La opinión general que hay sobre la educación superior en México está equivocada. La universidad no es sólo un mecanismo de ascenso o de reproducción de clase. La universidad es, en primer lugar, un sitio de formación de estudiantes —lo que significa de transformación de los estudiantes— y, por eso justamente, es un espacio privilegiado para la creación intelectual que termina siendo fundamental para la sociedad en su conjunto: Inglaterra hubiera perdido la guerra con Alemania sin Oxford y Cambridge.

Felizmente, México no tiene a una guerra internacional en su horizonte, pero sí enfrenta una genuina emergencia colectiva: el cambio climático y la crisis ambiental.

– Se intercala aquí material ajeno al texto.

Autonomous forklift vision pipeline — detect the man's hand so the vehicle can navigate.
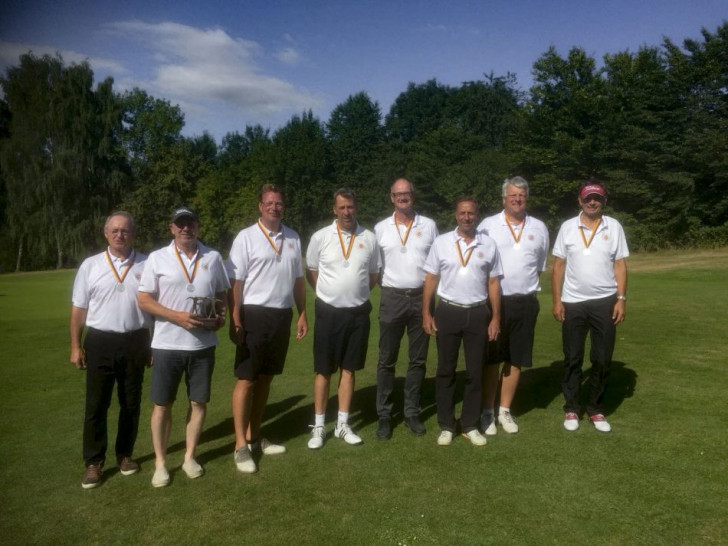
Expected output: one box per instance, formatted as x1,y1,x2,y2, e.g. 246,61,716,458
612,300,627,326
422,314,437,337
296,311,308,340
488,319,500,341
71,347,86,370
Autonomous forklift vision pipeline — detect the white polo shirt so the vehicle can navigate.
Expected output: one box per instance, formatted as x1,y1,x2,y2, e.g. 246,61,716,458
139,241,230,351
553,214,629,303
227,223,303,309
478,211,549,296
425,229,503,305
71,250,152,334
374,214,438,289
306,220,379,307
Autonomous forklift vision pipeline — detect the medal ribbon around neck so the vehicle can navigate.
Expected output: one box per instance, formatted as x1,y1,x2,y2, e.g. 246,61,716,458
579,218,602,248
336,221,356,260
106,248,136,284
174,245,200,284
455,241,475,267
503,214,526,244
394,216,415,246
258,220,282,256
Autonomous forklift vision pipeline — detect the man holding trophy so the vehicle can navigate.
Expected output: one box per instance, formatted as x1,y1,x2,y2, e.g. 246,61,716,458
139,207,230,487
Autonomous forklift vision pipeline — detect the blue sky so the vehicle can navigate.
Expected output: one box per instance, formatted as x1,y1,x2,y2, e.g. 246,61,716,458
0,0,728,142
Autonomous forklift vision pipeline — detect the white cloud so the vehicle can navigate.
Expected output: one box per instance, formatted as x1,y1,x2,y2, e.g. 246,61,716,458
276,47,301,65
106,21,319,115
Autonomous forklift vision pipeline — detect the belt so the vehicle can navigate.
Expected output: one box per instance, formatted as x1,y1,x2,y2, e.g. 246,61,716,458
440,298,488,309
382,286,422,296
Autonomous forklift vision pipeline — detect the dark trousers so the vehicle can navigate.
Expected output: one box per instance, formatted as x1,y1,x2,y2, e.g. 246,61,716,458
561,296,617,415
83,328,150,466
435,302,491,432
377,287,429,417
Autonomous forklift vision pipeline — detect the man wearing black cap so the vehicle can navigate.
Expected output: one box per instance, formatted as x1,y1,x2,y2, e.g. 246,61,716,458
551,180,629,432
139,207,230,487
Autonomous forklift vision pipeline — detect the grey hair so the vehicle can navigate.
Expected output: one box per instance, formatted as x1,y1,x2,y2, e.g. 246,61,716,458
502,176,528,197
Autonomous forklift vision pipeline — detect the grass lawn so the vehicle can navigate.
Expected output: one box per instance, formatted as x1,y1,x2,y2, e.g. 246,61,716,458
0,249,728,545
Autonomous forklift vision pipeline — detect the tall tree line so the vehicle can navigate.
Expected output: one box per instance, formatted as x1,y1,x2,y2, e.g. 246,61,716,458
0,23,728,271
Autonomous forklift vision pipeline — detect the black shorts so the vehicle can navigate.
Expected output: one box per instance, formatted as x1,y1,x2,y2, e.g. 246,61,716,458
487,294,540,368
313,298,372,375
149,347,215,406
233,305,293,381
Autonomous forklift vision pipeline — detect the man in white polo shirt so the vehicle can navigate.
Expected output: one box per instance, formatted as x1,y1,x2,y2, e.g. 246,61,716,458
70,211,152,489
306,188,379,449
478,176,549,436
422,197,503,446
551,180,629,432
227,184,308,474
139,207,230,487
374,178,438,440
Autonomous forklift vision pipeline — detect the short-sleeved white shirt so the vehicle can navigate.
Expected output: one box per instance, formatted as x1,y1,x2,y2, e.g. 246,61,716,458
374,214,438,289
553,214,629,303
306,220,379,307
71,251,152,334
227,223,303,309
139,241,230,351
425,226,503,305
478,211,549,296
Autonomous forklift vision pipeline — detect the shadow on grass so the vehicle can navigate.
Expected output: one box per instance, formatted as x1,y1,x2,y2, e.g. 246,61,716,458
512,360,637,415
139,360,637,466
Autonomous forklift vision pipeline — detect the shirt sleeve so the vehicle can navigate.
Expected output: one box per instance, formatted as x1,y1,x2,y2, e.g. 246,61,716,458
306,232,321,270
139,253,159,294
552,224,566,259
71,260,91,309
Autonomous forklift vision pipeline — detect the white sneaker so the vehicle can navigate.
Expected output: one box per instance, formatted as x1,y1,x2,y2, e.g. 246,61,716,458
498,411,518,434
233,444,258,474
334,423,362,446
589,413,612,432
437,430,452,446
308,425,326,449
182,459,205,480
463,428,488,447
152,466,169,487
248,438,286,455
480,412,498,436
564,412,579,432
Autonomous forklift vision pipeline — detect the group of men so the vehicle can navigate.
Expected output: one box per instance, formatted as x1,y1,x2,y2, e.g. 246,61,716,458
70,177,628,489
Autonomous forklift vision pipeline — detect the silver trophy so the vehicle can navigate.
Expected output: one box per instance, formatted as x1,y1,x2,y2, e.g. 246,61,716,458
187,296,225,330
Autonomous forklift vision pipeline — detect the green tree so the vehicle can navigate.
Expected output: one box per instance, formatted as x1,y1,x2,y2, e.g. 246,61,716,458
0,53,123,269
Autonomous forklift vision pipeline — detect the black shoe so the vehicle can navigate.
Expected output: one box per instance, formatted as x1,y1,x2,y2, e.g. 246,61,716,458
404,415,427,436
377,417,392,440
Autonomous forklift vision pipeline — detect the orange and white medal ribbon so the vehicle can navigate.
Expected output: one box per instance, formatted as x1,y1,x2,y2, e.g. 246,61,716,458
174,245,200,292
394,216,415,254
579,218,602,256
106,248,136,292
504,213,526,250
455,241,475,267
258,220,283,262
336,221,356,267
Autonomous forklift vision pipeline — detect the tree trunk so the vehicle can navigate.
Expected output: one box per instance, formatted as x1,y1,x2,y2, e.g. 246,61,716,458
15,235,23,273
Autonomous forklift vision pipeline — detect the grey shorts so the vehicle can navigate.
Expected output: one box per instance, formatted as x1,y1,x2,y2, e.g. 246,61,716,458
149,347,215,406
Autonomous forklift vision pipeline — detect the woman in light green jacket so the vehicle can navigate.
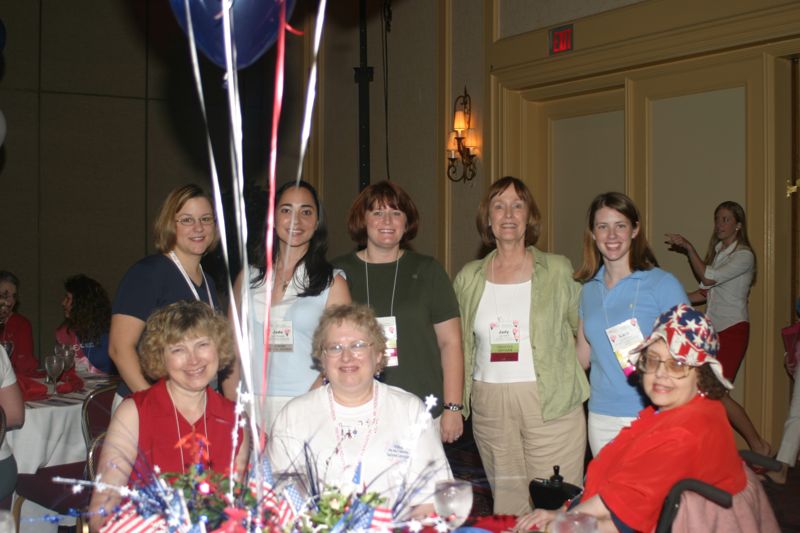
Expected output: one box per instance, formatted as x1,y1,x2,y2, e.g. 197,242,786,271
454,177,589,514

México enfrenta también una guerra interna. ¿Y cómo le hace frente el gobierno a estos retos? ¿Le apuesta, acaso, a consolidar sus centros de pensamiento? De ninguna manera. El gobierno sigue creyendo que la educación superior se debate entre dos modelos: el de la reproducción de clase y el del ascenso social, y este gobierno le ha apostado todo al del ascenso social, vaciando la universidad de todo contenido. El sumum de esta política ha sido la adopción oficial de la fórmula equivocada de “evaluación punitiva”, y la consecuencia de este imaginario educativo es la creación de cien universidades que, entre todas, no suman a una.

Claudio Lomnitz
Profesor de antropología de la Universidad de Columbia. Es autor de La nación desdibujada. México en trece ensayos y El regreso del camarada Ricardo Flores Magón, entre otros libros.